Admirador do delegado linha-dura Antônio Lopes, meu pai não dava moleza: esbravejava com o time o jogo inteiro e infernizava os juízes. Porém, profissional que era, depois do jogo pedia desculpas aos apitadores e dava risadas com a gente.

Nas “resenhas” antes das partidas, meu pai sabia como ninguém simplificar a estratégia e motivar a rapaziada:

– Aqui não tem ninguém melhor do que ninguém, é tudo homem – costumava dizer.

Faz algum tempo que o seu Arão deixou de comandar o time, por conta de suas funções como vigia da Prefeitura, mas ainda acompanha os jogos quando pode e ainda fica doente com as vaciladas do Cervejas.

Lembro que nem mesmo o primeiro goleador que o Cervejas conheceu teve vida fácil com meu pai.

Carlinhos (o da Bodega do Porto) estava especialmente inspirado durante um jogo do terceiro campeonato que disputamos. Creio que foi na temporada de 1996. Foi no verão após terem dragado parte da praia do centro, para lá do rio que delimita o Baixio. Naqueles anos, o campeonato de futebol de areia era disputado nos domingos à tarde, não havia iluminação. Por causa da subida da maré, não terminou ali – o campo teve que ser mudado novamente para o Baixio.

Pois bem, enfrentávamos o time do Besc e o jogo estava realmente equilibrado. Não sei se num momento em que o Carlinhos perdeu uma bola, meu pai esbravejou:

– Calinho, seu m….! Não tás fazendo p… nenhuma!!!

No que o Carlinhos, em tom de desculpa, arrematou:

– Mas seu Arão, eu já fiz quatro gols!

De fato, os quatro gols do empate contra o bom time do Besc.
Num jogo seguinte, contra o Hora Certa, Carlinhos não teve o mesmo brilho. Depois de tropeçar na corda que delimitava o campo de jogo, ele caiu dentro d’água. Na saída, num impulso, tirou a camiseta encharcada. Tonho do Zeli, o juíz, não perdoou e expulsou o Carlinhos. Tomou um jogo de gancho por atitude antidesportiva.

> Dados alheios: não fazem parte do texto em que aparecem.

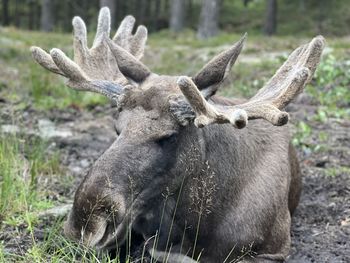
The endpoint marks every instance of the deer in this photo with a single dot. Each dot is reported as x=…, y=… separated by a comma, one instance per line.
x=195, y=177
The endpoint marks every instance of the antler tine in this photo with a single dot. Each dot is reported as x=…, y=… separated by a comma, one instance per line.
x=45, y=60
x=134, y=44
x=103, y=26
x=79, y=40
x=207, y=113
x=93, y=69
x=286, y=84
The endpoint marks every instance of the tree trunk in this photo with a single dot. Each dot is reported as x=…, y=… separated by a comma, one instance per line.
x=5, y=13
x=46, y=21
x=112, y=7
x=271, y=18
x=177, y=15
x=208, y=21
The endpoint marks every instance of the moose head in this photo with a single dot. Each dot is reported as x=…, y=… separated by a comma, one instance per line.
x=181, y=152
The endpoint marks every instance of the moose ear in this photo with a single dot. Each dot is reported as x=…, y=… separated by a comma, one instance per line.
x=209, y=78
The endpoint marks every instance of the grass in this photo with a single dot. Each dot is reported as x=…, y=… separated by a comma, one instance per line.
x=25, y=162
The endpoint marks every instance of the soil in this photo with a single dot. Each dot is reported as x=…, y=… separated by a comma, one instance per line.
x=321, y=223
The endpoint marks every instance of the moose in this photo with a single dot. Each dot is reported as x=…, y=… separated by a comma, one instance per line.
x=194, y=176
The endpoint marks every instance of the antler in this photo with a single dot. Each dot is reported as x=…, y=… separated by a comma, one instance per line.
x=285, y=85
x=95, y=69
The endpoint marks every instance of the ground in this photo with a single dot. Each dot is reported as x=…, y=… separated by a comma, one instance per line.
x=50, y=136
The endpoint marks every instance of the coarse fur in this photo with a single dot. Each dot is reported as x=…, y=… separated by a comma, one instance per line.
x=219, y=193
x=156, y=167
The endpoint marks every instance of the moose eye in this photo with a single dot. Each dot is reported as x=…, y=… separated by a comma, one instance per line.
x=168, y=138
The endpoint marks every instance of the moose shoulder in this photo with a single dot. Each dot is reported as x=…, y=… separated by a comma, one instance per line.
x=193, y=175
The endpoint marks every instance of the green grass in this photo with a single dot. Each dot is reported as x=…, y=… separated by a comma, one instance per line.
x=24, y=162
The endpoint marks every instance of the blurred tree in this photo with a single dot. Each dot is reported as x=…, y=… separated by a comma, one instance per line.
x=271, y=17
x=208, y=21
x=111, y=4
x=5, y=13
x=177, y=15
x=47, y=20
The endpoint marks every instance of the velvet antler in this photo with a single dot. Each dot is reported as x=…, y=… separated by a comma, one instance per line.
x=95, y=69
x=267, y=104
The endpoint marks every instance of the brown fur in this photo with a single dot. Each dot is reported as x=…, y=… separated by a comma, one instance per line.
x=211, y=193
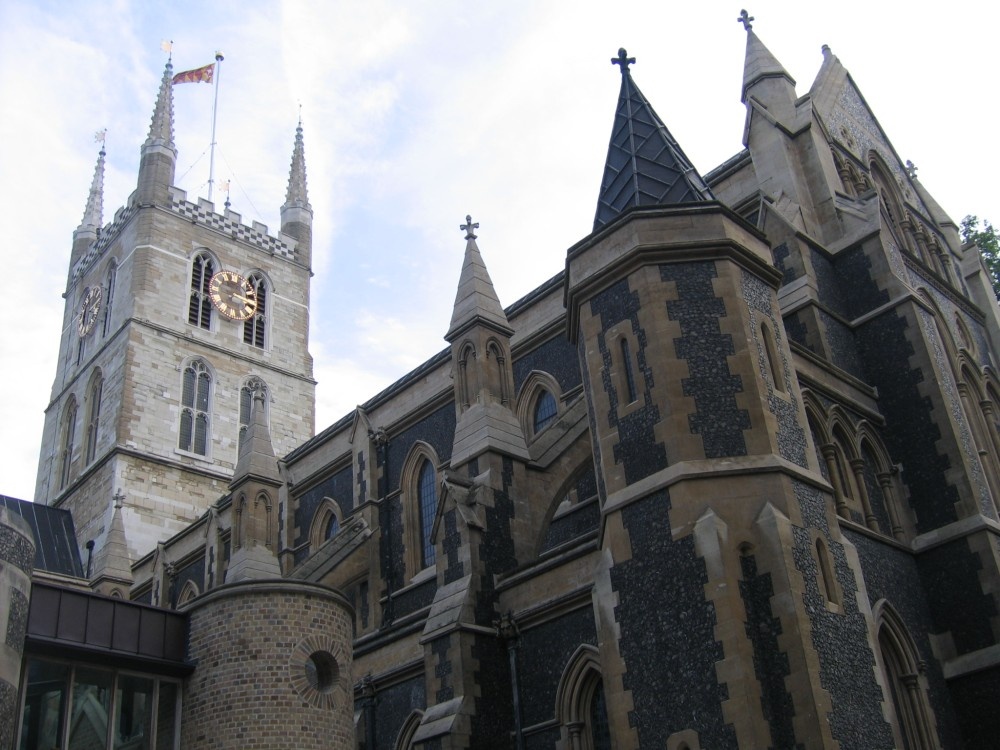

Carlinhos continuou jogando no Cervejas mais algumas temporadas. Mas ele brilhava especialmente nos jogos comemorativos que promovíamos, os chamados Cervejas x Ressacas (o Ressacas era um combinado veterano de parceiros do Cervejas). Ao mesmo tempo, sua Bodega do Porto se tornou passagem obrigatória após cada jogo disputado. A casa sempre recebeu o time muito bem, mesmo depois da maior traição que poderíamos cometer: comemorar nosso melhor resultado em campeonatos, o vice de 2006, em outro boteco.